Boeing and Airbus are the biggest suppliers in the airline business and play a predominant role. That’s why the competition between them and the airline supplier business is very small (Investopedia, 2008). However, with new products and innovations, new suppliers could find a gap to enter this market.
The customers are very important for every business. The competition about customers has increased in the last few years. A lot of airlines, especially the low-cost carriers offer lower fares by taking out some service features. Nevertheless, “The bargaining power of buyers in the airline industry is quite low” (Investopedia, 2008).
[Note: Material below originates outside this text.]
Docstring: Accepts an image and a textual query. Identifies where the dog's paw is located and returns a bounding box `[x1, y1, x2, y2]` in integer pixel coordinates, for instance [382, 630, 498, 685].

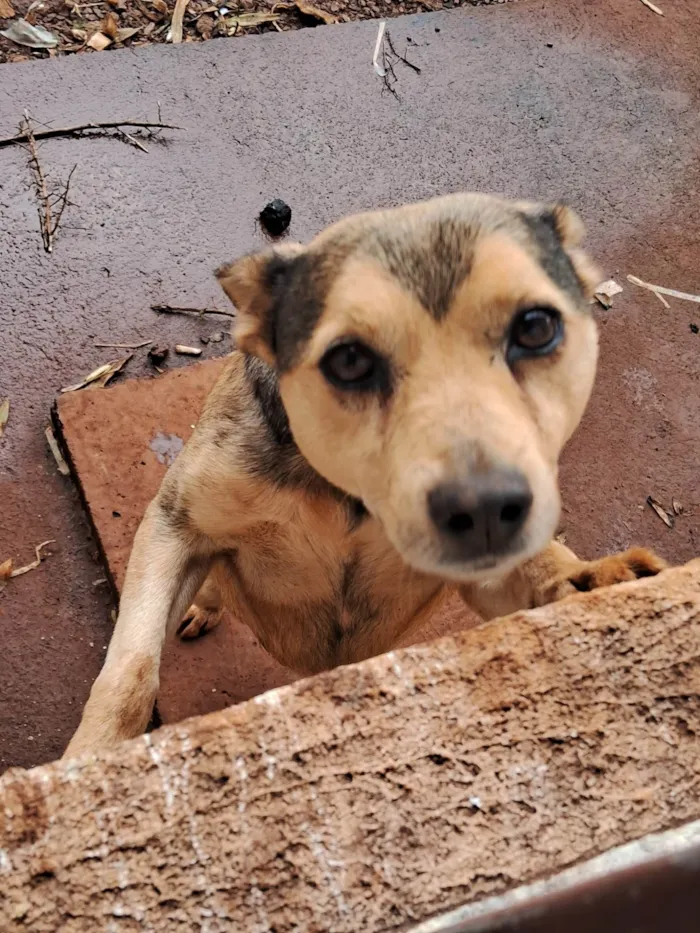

The costs of switching planes is quiet high, anyway, there is still the possibility to compete on service (Investopedia, 2008).
Regarding the substitutes it should be pointed out that there are high speed trains like the TGV in France and the ICE in Germany, however, those are substitutes principally for regional and low-cost airlines which operating nationally. In the international scheme of things there are no real substitutes, except for cruise ships. But it takes much longer to reach a destination as with an airplane.
Investopedia (2008) sums up, “… highly competitive industries generally earn low returns because the cost of competition is high”.
However, Porter`s five forces model considers basically the current situation like customers, suppliers and competitors (Johnson et al., 2008, p. 60) as well as predictable development like new market participants and substitutes (Oelsnitz, 2000, p. 52). To become competitive, it is necessary to permanently strengthen one’s own position inside the five forces model.
Another technique to analyse the operating environment is to look at the product, market and industry life cycles. Dollinger (2002, p. 107) mentions, “… industry environments are static only in the short term; over a longer period of time they involve”.